Apesar de não serem visíveis a olho nu, as microalgas são organismos extremamente relevantes, não só para o equilíbrio ambiental e dos ecossistemas nos quais vivem, mas também para uma variedade de indústrias que as utilizam como matéria prima. Um estudo realizado por investigadores da equipa Blue biotechnology and Ecotoxicology do Centro Interdisciplinar de Investigação Marinha e Ambiental da Universidade do Porto (CIIMAR-UP) e da Universidade da Madeira, revela que quando sujeitas à presença de microplásticos, o crescimento e produção de microalgas é significativamente comprometido.

O trabalho intitulado “Microplastics reduce microalgal biomass by decreasing single-cell weight: The barrier towards implementation at scale” e agora publicado na revista científica Science of The Total Environment, foi desenvolvido no âmbito do projeto de mestrado de Ivana Mendonça, sob liderança da investigadora Nereida Cordeiro, do CIIMAR e da Universidade da Madeira. O objetivo passou por examinar a forma como a utilização de águas contaminadas por microplásticos afeta a produção de biomassa de várias espécies de microalgas utilizadas na indústria, e compreender de que maneira esses efeitos influenciam as suas células e metabolitos.

Uma produção comprometida

Os principais resultados do estudo demonstram que a presença de microplásticos na água pode influenciar de forma significativa a produção de biomassa de microalgas a nível industrial.

“A magnitude do impacto parece variar de acordo com o tipo de microalga em questão, mas é de assinalar que todas as espécies analisadas sofreram um prejuízo considerável na produção de biomassa quando sujeitas à presença de microplásticos” esclarece Nereida Cordeiro.

Este prejuízo traduz-se na redução do peso ou no tamanho das células individuais, dois aspetos de elevada relevância para a rentabilidade dos processos industriais nos quais são utilizadas. O estudo demonstra que a redução na produção de biomassa pode atingir 50%, o que pode colocar em risco a viabilidade económica do sector.

Mais ainda, a presença dos microplásticos pode modificar as vias metabólicas das microalgas, incentivando ou inibindo a produção de determinados produtos de importância industrial.

Ação urgente

A presença de microplásticos na água é atualmente indiscutível.
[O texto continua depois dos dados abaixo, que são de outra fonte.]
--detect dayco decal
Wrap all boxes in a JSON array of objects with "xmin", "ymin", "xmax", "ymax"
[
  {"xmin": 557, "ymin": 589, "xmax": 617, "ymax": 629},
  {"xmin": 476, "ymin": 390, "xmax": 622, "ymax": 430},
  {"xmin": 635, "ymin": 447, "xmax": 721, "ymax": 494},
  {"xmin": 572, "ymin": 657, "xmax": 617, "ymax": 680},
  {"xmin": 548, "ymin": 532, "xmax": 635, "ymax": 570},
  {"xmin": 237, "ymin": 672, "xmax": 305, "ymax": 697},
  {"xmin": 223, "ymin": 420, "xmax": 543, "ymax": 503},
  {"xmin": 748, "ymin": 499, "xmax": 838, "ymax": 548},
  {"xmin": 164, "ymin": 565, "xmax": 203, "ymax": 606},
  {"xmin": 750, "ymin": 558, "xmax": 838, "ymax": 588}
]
Outros estudos mostram que a sua ubiquidade abrange até as águas mais remotas e inabitadas. No entanto, este estudo adota uma perspetiva singular porque demonstra de forma inequívoca o impacto dos microplásticos em temas que se relacionam diretamente com a atividade industrial e com a economia, um aspeto que ainda tem sido pouco explorado pela comunidade científica.
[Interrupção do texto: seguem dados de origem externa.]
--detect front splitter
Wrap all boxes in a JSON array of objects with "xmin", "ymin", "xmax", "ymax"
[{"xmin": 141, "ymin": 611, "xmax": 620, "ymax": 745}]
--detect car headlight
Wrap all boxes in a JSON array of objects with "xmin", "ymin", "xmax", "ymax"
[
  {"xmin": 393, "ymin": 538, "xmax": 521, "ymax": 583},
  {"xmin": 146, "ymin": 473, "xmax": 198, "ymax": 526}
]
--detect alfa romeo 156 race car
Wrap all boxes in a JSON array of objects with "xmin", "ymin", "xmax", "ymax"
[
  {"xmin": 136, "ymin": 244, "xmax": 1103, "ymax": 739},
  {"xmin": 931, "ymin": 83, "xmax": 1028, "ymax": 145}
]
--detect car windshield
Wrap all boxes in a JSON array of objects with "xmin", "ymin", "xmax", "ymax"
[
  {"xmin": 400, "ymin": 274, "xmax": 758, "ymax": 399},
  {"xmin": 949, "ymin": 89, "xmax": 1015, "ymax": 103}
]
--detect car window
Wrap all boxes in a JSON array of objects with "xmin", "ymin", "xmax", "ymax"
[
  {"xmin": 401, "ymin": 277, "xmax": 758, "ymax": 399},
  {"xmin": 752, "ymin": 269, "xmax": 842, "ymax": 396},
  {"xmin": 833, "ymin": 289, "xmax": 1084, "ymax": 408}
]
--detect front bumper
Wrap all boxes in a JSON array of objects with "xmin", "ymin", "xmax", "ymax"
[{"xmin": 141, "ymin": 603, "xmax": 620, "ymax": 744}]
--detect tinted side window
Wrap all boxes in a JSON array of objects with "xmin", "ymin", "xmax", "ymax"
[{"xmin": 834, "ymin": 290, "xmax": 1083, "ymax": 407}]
Os resultados alcançados neste estudo são um alerta significativo para a comunidade em geral sobre o perigo que os microplásticos representam, não apenas para a produção de biomassa de microalgas, mas também para a economia das indústrias que delas dependem e para o ambiente pelo seu papel altamente eficiente na conversão do dióxido de carbono em oxigénio. “Este é um tema que merece atenção e ação imediata para minimizar os danos potenciais” acrescenta a investigadora do CIIMAR.

Diante destes resultados alarmantes, os investigadores destacam a urgência em desenvolver métodos inovadores e ecológicos para remediar a contaminação da água. Assim, o grupo de trabalho tem vindo paralelamente a investigar biopolímeros, mais propriamente a celulose bacteriana e os exopolissacarídeos de microalgas e cianobactérias, como materiais floculante de microplásticos para diminuir ou eliminar a contaminação das águas.

Essas pesquisas já começaram a ser publicadas em revistas como a Water Research ou a Chemosphere. A sua implementação levaria à descontaminação das águas usadas na indústria de forma a não comprometer a viabilidade económica das indústrias que utilizam as microalgas como matéria-prima, nem comprometer o relevante papel ambiental que as microalgas têm.

O futuro da investigação

Mas estudos apenas laboratoriais são insuficientes. É necessário ampliar a pesquisa para uma escala industrial para corroborar estes resultados em contextos industriais mais relevantes. Além disso “precisamos compreender os mecanismos moleculares que levam à redução do peso das células individuais e avaliar a manifestação destes efeitos à escala industrial” alerta Nereida Cordeiro.

Este trabalho abre assim caminho para a investigação futura e desenvolvimento de métodos inovadores e ecologicamente eficientes de tratamento de água contra os microplásticos. Uma responsabilidade que a investigadora do CIIMAR assume em nome da comunidade científica: “sinto uma responsabilidade profunda em desvendar e minimizar os efeitos dos microplásticos nas microalgas, ciente de que o futuro da nossa indústria e a harmonia do nosso ecossistema poderão ser profundamente beneficiados com essas descobertas.”